Coronavirus : « Ne stigmatisons pas les chauves-souris »

Durée de lecture : 7 minutes

21 février 2020 / Garance Diaconu (Reporterre)



« Réservoirs à virus », « bombes »... Les chauves-souris sont accusées de tous les maux. Et notamment d’être à l’origine de l’épidémie du coronavirus. Elles ont pourtant un rôle écologique fondamental selon Jean-François Silvain, président de la Fondation pour la recherche sur la biodiversité, qui entend bien les dédiaboliser.

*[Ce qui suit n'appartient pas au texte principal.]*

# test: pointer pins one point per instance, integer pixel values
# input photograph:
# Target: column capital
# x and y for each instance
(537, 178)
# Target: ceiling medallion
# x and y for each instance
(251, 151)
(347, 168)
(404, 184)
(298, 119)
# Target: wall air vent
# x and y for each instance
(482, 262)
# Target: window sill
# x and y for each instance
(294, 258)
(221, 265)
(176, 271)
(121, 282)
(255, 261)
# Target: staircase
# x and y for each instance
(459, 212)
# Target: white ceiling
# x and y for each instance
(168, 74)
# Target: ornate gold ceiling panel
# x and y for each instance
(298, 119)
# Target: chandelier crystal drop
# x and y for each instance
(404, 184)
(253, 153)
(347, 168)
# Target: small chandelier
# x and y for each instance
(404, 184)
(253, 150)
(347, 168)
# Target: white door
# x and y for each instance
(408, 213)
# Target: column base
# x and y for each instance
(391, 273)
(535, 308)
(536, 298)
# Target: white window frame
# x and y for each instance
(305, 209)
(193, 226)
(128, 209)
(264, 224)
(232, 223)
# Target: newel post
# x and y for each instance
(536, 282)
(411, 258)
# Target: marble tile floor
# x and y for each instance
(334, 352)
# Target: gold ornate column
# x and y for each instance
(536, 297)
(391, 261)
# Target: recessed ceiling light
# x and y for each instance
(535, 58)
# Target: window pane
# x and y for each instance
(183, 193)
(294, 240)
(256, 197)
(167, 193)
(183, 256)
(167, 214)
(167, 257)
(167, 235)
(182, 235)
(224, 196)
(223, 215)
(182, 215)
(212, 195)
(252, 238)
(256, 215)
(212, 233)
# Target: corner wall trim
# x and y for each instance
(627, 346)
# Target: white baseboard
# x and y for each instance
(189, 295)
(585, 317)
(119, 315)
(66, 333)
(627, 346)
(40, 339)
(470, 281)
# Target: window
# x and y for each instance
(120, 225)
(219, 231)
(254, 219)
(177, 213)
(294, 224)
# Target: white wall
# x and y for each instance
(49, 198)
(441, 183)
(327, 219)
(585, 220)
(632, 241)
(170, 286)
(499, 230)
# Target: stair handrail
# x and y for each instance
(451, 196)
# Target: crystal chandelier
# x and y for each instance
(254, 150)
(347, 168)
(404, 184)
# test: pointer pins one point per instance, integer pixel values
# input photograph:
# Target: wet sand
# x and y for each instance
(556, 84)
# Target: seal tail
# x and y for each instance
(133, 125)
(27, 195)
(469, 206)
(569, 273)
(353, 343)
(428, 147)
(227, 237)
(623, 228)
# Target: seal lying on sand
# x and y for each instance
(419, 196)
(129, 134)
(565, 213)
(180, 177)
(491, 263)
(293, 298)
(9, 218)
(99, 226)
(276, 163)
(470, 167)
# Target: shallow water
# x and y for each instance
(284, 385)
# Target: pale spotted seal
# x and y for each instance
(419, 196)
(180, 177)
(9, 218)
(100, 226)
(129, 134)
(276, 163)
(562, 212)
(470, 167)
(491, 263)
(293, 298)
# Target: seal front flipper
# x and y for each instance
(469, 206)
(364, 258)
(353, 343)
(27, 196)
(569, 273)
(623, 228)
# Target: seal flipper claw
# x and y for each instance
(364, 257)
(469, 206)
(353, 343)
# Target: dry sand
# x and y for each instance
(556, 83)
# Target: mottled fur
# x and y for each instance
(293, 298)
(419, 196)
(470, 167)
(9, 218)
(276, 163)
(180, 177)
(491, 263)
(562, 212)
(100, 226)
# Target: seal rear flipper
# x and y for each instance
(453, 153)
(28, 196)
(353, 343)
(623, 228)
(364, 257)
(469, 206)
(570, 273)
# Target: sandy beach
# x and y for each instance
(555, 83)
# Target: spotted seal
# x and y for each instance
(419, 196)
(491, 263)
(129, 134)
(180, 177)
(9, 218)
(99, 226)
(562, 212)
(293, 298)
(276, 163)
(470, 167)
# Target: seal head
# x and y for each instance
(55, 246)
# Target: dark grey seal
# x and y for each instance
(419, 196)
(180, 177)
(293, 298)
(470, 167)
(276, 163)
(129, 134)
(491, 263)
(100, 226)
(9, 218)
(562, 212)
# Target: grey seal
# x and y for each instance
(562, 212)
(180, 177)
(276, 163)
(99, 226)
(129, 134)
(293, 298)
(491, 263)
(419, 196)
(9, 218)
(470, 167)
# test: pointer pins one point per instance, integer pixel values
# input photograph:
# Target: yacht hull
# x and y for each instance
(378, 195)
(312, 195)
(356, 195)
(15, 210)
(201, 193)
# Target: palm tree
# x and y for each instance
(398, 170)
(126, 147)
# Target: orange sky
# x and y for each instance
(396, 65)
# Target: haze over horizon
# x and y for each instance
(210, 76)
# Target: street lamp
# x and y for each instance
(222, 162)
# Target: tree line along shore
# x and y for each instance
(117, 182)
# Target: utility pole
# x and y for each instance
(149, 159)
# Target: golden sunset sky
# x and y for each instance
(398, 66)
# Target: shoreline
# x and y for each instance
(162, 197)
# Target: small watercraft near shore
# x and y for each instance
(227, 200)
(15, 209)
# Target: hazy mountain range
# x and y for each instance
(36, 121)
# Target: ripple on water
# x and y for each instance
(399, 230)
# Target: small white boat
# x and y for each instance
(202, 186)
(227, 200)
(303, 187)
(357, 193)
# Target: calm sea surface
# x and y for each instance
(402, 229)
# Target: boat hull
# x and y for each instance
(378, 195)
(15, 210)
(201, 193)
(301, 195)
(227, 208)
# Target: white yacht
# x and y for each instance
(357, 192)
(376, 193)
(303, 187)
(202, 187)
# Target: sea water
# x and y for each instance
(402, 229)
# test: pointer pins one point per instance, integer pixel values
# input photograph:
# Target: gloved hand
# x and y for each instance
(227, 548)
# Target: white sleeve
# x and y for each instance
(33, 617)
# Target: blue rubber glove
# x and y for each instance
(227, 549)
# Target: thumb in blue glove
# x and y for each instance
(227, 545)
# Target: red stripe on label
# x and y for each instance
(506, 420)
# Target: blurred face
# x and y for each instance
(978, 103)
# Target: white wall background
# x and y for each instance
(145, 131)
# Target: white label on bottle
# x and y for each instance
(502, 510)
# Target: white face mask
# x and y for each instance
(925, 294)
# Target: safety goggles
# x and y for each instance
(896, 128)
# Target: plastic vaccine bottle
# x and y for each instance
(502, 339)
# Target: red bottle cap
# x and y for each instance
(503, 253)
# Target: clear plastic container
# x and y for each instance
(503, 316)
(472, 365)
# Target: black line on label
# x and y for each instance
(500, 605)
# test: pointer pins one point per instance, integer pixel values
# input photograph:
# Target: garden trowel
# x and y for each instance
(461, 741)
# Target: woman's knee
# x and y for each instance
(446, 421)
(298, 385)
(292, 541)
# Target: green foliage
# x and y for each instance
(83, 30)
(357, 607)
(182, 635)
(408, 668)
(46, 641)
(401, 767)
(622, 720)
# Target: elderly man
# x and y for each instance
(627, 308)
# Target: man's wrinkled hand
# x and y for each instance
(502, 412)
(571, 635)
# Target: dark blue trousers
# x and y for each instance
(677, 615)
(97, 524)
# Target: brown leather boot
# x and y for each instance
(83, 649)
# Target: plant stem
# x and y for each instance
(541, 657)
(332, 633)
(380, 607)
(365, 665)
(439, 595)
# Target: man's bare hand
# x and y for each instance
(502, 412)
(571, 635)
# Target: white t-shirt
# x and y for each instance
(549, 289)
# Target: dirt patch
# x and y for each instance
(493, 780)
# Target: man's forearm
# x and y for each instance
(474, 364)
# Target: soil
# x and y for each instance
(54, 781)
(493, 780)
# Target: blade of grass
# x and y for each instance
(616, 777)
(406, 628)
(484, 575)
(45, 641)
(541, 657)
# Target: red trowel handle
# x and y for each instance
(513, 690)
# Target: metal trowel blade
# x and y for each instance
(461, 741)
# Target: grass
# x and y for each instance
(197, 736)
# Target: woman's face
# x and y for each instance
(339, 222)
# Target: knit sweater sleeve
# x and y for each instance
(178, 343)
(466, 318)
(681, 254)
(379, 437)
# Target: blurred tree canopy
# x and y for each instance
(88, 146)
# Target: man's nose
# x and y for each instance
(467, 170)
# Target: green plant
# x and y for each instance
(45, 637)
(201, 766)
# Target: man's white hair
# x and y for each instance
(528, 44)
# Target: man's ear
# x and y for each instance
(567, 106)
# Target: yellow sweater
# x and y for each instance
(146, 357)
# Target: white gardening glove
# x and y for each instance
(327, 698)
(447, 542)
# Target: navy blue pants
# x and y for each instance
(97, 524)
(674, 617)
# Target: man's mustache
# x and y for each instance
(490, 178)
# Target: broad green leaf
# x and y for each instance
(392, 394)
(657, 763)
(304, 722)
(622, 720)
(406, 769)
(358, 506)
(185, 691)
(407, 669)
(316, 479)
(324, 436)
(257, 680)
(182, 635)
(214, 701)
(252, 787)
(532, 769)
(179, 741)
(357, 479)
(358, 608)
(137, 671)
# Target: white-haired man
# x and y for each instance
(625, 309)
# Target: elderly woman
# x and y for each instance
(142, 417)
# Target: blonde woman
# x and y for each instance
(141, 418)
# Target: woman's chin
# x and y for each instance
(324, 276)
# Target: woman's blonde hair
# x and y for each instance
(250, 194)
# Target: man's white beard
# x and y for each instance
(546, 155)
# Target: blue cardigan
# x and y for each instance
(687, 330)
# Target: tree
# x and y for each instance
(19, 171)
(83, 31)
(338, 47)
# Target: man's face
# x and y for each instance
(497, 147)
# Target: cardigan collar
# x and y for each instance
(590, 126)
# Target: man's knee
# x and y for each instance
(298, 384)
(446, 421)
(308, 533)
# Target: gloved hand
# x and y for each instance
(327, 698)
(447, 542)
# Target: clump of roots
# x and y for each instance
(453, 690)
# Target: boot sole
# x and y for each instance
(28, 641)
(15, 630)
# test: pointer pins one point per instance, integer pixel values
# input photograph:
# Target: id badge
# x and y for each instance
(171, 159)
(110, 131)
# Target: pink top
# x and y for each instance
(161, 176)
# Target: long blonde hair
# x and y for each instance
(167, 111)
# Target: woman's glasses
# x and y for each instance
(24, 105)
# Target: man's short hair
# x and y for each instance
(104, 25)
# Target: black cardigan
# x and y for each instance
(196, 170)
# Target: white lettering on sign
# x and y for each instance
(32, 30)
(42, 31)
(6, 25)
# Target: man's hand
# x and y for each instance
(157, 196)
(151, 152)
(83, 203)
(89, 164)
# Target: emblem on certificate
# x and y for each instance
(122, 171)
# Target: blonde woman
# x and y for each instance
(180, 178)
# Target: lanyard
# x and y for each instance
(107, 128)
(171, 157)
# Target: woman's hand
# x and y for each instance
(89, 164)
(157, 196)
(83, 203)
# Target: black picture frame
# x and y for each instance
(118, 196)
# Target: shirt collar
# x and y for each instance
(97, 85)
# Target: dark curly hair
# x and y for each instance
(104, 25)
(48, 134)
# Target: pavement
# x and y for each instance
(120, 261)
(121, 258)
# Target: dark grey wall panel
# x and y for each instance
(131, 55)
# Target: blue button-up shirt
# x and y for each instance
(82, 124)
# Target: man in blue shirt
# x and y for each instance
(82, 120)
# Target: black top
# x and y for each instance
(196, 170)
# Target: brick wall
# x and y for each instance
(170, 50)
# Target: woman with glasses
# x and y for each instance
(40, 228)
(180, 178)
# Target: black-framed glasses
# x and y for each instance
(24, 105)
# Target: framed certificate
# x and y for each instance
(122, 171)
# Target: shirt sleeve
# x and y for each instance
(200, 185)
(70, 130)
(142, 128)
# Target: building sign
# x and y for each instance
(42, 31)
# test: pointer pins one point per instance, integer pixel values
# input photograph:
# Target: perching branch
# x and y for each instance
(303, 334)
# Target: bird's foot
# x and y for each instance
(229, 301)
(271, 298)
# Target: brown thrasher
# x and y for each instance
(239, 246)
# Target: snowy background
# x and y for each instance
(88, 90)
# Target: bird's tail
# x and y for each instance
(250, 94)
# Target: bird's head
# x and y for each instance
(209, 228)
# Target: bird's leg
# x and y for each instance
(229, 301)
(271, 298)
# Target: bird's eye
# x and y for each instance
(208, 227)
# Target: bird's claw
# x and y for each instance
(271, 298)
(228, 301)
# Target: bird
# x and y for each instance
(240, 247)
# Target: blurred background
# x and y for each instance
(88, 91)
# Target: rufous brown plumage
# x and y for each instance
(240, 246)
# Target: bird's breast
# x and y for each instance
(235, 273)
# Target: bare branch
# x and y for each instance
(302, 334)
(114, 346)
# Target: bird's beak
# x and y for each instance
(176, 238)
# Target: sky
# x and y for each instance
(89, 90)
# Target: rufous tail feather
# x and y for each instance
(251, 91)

Accusées d’être à l’origine de la transmission du coronavirus — responsable de plus de 2.000 morts en Chine continentale depuis janvier — les chauves-souris pâtissent d’une mauvaise réputation. Le virus Ebola, celui de la rage, les paramyxovirus (rougeole, infections respiratoires et oreillons), peuvent être retrouvés au sein de ces animaux. Cette prédisposition à porter des maladies leur vaut le doux sobriquet de « réservoir à virus ». Pourtant, comme toutes les espèces, leur rôle dans notre écosystème est fondamental.

Jean-François Silvain, président de la Fondation pour la recherche sur la biodiversité, s’est fait l’avocat du diable.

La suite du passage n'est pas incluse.